ÜCHTELHAUSEN

Vom „Alten Fritz“ bis Udo Jürgens

Kleine Finken: Kerstin Heusinger (links) und Daniela Walter zeigten ihr Können an der Piccoloflöte. Foto: Ursula Lux

Voller Elan präsentierte sich die Blaskapelle beim Jubiläumskonzert „275 Jahre Dorfmusik in Üchtelhausen“. Unter der Leitung von Helmut Walter katapultierten sich die Musikanten mit einer eigens gebauten „Zeitmaschine“ zurück ins Jahr 1740.

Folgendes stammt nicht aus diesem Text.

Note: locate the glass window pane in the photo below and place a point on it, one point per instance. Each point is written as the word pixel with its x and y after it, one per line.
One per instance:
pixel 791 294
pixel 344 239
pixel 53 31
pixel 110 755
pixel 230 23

Der „Alte Fritz“ wird König und schafft die Folter ab. Ob dies der Grund war, dass sich im selben Jahr in Üchtelhausen die Dorfmusik belegen lässt, ist nicht bekannt. Humorvoll führen die Musiker durchs Programm und bedienen neben ihren Instrumenten die Zeitmaschine.

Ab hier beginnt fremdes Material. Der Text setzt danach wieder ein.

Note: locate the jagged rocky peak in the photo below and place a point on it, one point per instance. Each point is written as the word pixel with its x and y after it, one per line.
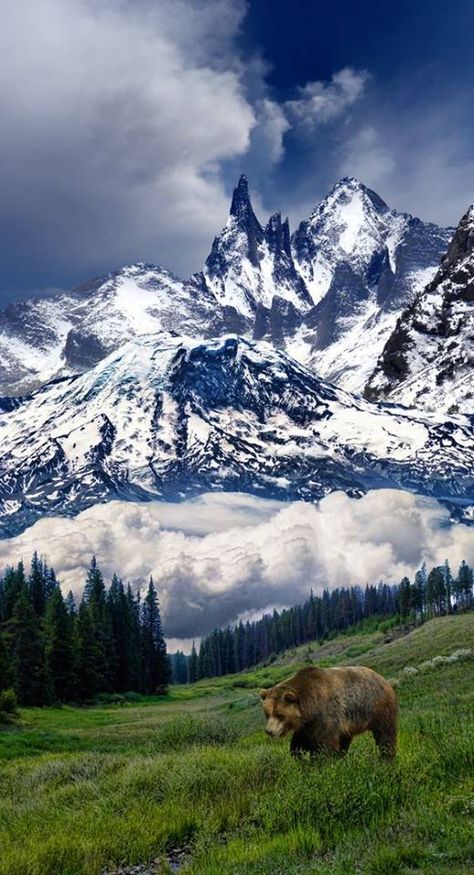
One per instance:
pixel 277 235
pixel 249 265
pixel 429 357
pixel 462 244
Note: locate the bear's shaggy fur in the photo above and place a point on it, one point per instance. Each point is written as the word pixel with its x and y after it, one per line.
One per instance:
pixel 326 707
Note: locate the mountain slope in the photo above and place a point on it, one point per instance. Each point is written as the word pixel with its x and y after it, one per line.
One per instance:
pixel 428 360
pixel 168 417
pixel 363 263
pixel 347 272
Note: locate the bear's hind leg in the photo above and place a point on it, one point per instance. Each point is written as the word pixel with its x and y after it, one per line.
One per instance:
pixel 385 739
pixel 300 744
pixel 344 744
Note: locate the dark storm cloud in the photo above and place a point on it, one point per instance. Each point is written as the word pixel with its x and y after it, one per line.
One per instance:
pixel 125 124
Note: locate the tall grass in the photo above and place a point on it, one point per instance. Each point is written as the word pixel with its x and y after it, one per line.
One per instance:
pixel 130 784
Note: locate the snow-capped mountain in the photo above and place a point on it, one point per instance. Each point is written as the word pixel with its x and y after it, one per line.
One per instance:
pixel 363 263
pixel 168 417
pixel 250 265
pixel 69 333
pixel 330 295
pixel 428 360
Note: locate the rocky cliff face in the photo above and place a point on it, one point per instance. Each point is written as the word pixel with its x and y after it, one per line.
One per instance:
pixel 428 359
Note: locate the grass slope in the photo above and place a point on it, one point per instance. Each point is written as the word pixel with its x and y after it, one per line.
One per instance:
pixel 82 790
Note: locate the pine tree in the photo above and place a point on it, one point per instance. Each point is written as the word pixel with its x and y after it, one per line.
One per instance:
pixel 135 668
pixel 27 652
pixel 14 583
pixel 90 680
pixel 156 670
pixel 6 677
pixel 463 586
pixel 37 585
pixel 94 598
pixel 404 599
pixel 71 604
pixel 193 666
pixel 59 651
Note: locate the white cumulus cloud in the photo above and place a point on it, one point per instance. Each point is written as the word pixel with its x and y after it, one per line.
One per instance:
pixel 320 102
pixel 219 557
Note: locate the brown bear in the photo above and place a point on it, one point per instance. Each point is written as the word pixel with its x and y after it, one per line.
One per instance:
pixel 326 707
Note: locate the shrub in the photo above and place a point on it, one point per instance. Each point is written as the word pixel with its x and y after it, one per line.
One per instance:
pixel 8 706
pixel 132 697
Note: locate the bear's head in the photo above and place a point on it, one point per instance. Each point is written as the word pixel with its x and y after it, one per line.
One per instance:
pixel 282 710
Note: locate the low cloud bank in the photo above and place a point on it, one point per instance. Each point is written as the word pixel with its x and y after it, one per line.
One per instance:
pixel 219 557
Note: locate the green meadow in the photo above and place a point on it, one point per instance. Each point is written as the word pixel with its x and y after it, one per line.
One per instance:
pixel 191 780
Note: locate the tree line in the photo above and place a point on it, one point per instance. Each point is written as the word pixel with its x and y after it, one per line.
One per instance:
pixel 52 651
pixel 233 649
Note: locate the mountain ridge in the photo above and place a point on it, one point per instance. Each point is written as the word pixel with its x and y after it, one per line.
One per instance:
pixel 255 282
pixel 169 417
pixel 428 359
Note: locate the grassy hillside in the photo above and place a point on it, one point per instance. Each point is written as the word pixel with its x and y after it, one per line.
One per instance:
pixel 191 782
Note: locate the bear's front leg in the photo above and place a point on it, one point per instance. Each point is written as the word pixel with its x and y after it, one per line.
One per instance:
pixel 301 744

Nach dem schwungvollen Einstieg mit der Fridericiana, einer Konzert-Ouvertüre im Stil der Zeit Friedrichs des Großen, geht die Reise an den Hof von Friedrich Josias von Sachsen-Coburg-Saalfeld und ins Jahr 1792. Für das Dragoner Regiment dieses Prinzen hatte Michael Haydn den Coburger Marsch komponierte, den die Kapelle sogleich spielte. Anlässlich des Ausstiegs in den lebenslustigen und „goldenen“ 1920er Jahren legten zwei Musikerinnen eine flotte Sohle aufs Parkett und warfen die Beine im Charleston-Stil, die Kapelle kam mit Puttin‘ on the Ritz in der Zeit des Jazz an. Mit Auftritt der Schlagerlegende Udo Jürgens, in weißem Bademantel versteht sich, gab die Zeitmaschine dann allerdings ihren Geist auf. Die Kapelle war ja auch in der Gegenwart gelandet, mit deren Melodien sie die Zeit nach der Pause füllte.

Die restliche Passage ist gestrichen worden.